Failure to Communicate

“It’s really going to hell, isn’t it?” she asked as she closed her laptop with a huff. I waited for her to continue.

“A person is well within their rights to choose to dislike something, sure. After all, liking or disliking is the most baseline binary expression a human being can make. It’s in how the reason for a given reaction is communicated that makes all the difference. Any animal can turn its nose up at something; even single-celled organisms know to move away from hazards. But as cognitive, sentient beings capable of conversation, it’s our greatest gift to be able to express ourselves in meaningful ways to make some sense of who we are and how we respond to the world around us.

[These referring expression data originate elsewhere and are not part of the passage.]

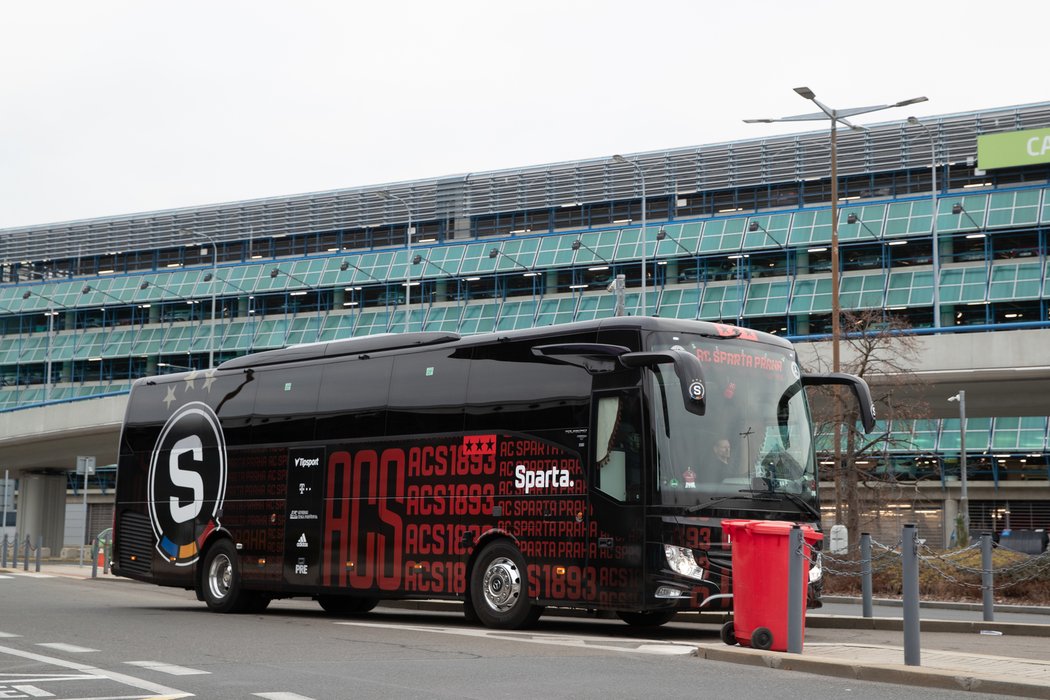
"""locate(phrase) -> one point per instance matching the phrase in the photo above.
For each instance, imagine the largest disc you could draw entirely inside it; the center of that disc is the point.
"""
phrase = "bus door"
(302, 520)
(616, 508)
(286, 407)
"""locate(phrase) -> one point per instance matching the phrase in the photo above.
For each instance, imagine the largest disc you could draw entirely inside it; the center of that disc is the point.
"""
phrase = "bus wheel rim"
(502, 585)
(221, 576)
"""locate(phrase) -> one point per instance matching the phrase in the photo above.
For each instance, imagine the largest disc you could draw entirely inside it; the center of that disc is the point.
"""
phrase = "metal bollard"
(986, 578)
(795, 592)
(909, 572)
(865, 574)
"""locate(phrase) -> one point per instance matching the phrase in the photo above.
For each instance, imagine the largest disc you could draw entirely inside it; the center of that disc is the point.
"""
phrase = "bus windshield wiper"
(754, 494)
(803, 505)
(699, 508)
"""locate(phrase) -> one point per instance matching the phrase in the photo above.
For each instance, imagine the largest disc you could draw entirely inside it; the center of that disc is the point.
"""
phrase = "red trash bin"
(760, 581)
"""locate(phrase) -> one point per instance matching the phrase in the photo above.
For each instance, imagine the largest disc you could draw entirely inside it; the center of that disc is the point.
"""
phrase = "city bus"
(586, 465)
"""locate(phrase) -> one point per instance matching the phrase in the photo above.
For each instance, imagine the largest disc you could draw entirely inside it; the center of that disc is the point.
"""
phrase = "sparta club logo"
(187, 482)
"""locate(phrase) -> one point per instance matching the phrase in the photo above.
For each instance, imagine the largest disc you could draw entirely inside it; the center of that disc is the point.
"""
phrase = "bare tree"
(882, 349)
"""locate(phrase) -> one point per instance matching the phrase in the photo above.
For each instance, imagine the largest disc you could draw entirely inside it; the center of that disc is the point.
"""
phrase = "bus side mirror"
(859, 387)
(686, 366)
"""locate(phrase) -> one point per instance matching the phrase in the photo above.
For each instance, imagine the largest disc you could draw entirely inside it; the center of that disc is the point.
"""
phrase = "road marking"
(33, 692)
(62, 647)
(169, 669)
(153, 688)
(603, 643)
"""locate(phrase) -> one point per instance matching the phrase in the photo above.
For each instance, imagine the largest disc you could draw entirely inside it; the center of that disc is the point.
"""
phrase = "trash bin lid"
(781, 528)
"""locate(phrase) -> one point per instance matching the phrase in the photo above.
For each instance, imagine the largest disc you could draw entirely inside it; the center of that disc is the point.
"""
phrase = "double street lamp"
(642, 177)
(837, 117)
(50, 338)
(407, 268)
(937, 248)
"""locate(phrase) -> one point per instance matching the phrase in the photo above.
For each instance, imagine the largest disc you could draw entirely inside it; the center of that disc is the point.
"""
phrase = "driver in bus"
(721, 466)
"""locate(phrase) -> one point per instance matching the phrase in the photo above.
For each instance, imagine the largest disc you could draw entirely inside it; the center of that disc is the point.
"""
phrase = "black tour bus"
(584, 465)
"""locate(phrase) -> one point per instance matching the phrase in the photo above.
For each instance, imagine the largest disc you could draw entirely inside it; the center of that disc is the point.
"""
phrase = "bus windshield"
(754, 437)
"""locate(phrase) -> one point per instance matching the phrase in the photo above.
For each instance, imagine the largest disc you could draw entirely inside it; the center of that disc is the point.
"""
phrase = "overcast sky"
(120, 107)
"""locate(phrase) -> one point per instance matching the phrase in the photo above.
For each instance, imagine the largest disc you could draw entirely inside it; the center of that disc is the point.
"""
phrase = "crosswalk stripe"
(62, 647)
(169, 669)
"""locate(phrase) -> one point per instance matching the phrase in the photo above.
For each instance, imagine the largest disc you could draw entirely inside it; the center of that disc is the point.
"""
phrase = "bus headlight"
(681, 560)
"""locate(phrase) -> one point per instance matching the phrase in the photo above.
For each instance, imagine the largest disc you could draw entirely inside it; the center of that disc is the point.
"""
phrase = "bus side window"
(618, 455)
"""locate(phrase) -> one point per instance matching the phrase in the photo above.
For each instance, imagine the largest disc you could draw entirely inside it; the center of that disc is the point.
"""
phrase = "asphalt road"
(113, 638)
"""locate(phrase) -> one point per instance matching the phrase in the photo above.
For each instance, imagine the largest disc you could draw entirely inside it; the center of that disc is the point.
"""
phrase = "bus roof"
(394, 341)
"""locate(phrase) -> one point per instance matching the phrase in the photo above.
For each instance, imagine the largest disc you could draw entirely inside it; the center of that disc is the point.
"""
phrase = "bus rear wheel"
(499, 589)
(650, 618)
(347, 605)
(221, 580)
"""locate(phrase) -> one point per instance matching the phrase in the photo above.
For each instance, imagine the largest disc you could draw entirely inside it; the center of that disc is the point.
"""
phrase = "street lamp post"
(645, 264)
(214, 273)
(836, 117)
(937, 248)
(407, 268)
(50, 333)
(964, 505)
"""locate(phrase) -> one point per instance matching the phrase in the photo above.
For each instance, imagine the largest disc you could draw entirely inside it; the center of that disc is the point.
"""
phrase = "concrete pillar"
(41, 509)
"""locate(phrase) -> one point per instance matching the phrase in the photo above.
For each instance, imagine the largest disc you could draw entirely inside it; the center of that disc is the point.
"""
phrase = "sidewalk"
(1003, 658)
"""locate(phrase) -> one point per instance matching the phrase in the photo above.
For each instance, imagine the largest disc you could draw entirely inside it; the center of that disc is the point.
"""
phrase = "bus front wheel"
(221, 579)
(345, 605)
(499, 588)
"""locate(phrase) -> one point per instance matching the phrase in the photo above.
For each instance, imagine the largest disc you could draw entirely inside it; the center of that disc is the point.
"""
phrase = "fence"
(100, 545)
(910, 554)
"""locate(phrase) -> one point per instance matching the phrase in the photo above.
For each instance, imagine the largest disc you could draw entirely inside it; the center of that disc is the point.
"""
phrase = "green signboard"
(1005, 150)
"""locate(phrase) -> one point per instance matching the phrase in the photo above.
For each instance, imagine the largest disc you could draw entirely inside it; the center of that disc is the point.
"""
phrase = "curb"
(874, 672)
(897, 624)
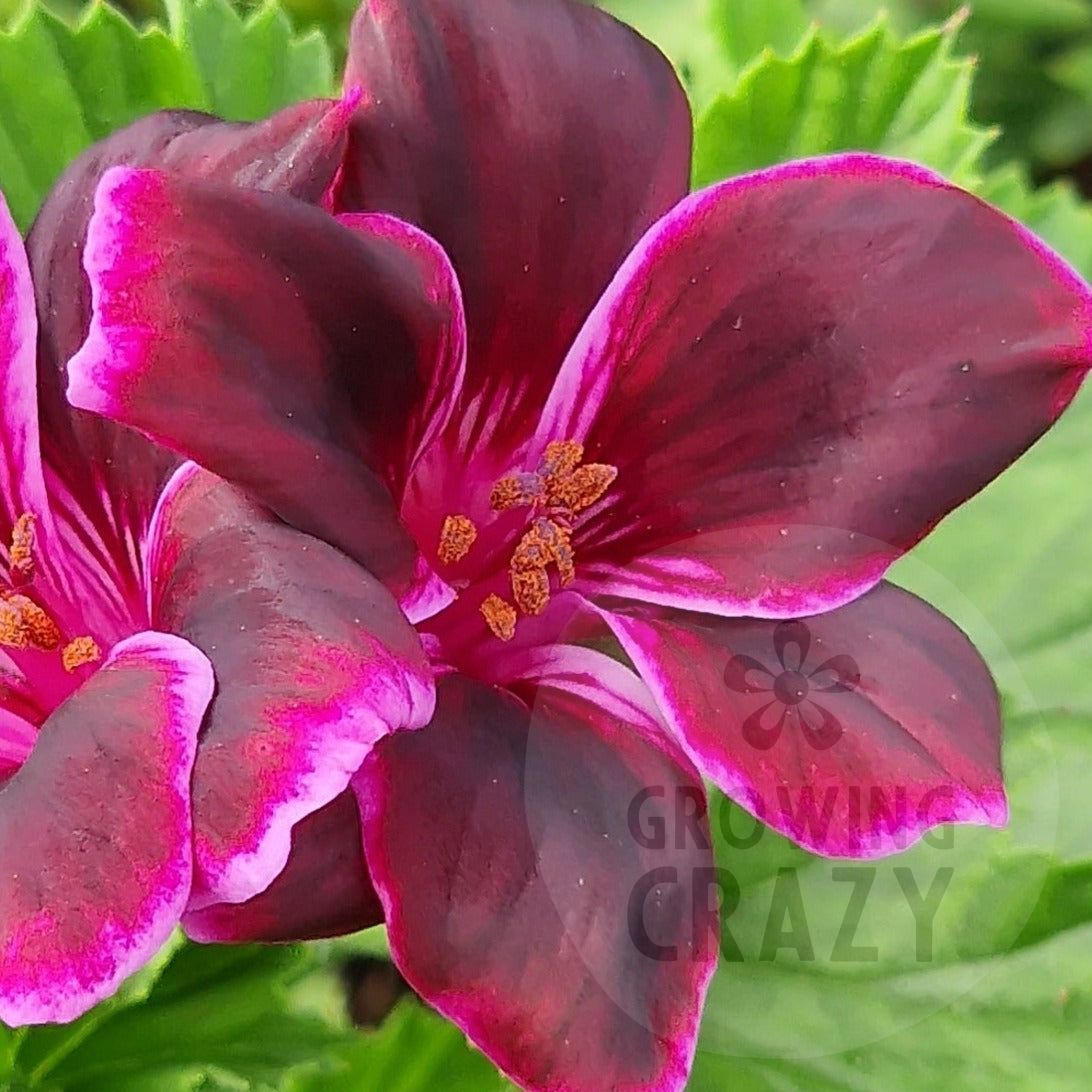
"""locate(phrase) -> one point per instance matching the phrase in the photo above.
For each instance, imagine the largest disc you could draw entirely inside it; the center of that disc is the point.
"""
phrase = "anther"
(561, 457)
(22, 547)
(499, 616)
(517, 490)
(457, 537)
(28, 625)
(80, 652)
(581, 487)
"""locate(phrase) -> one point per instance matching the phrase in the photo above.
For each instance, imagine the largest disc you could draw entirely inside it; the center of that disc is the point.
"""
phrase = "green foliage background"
(1000, 993)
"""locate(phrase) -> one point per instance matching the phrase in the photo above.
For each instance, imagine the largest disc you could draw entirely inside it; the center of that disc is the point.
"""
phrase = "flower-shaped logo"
(793, 689)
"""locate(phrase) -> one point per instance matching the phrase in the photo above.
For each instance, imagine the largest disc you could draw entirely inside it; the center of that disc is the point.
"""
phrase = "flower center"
(24, 624)
(560, 488)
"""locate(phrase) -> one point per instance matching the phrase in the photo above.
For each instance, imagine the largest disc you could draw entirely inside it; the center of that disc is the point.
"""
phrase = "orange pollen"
(457, 537)
(499, 616)
(562, 457)
(561, 487)
(581, 487)
(517, 490)
(80, 652)
(531, 590)
(24, 624)
(22, 546)
(12, 628)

“This brings me to why the last few weeks on the Internet have been so hard on me. There have been several flashpoints in my frame of reference: a pandemic scare, mass anonymous harassment campaigns, and ultra-violent media. In all cases I’ve noted a marked decline in critical thinking among the participants in discussions over these matters. Somewhere along the line, our modern systems of rapid-fire communication have somehow stunted people’s ability to use logic.

“More and more I see people content with two-word responses to things. ‘It sucks.’ ‘It’s cool.’ ‘Hate it.’ ‘Go die.’

“Worse is the mass-linking of anonymous ‘investigative’ journalism. People substituting their own opinions for edited images of what may or may not be the truth. People who, if you met them in person, you’d think would have minds of their own.

“Perhaps this is all part of some grand design to retard the communication of the upper echelons of society. Make no mistake, it’s the upper crust who are falling victim to this lack of thorough discourse. Folks with money and education, people with the wherewithal to navigate computers and social media. These are the people who are content to disuse their brains, to stop thinking for themselves, and instead of representing individual ideas informed by lifetimes of experience are acting as conduits for whoever—or whatever—is shouting the loudest.

“I weep for the future, and should I choose to fully disconnect from this burgeoning virtual reality it should come as no surprise to anyone.”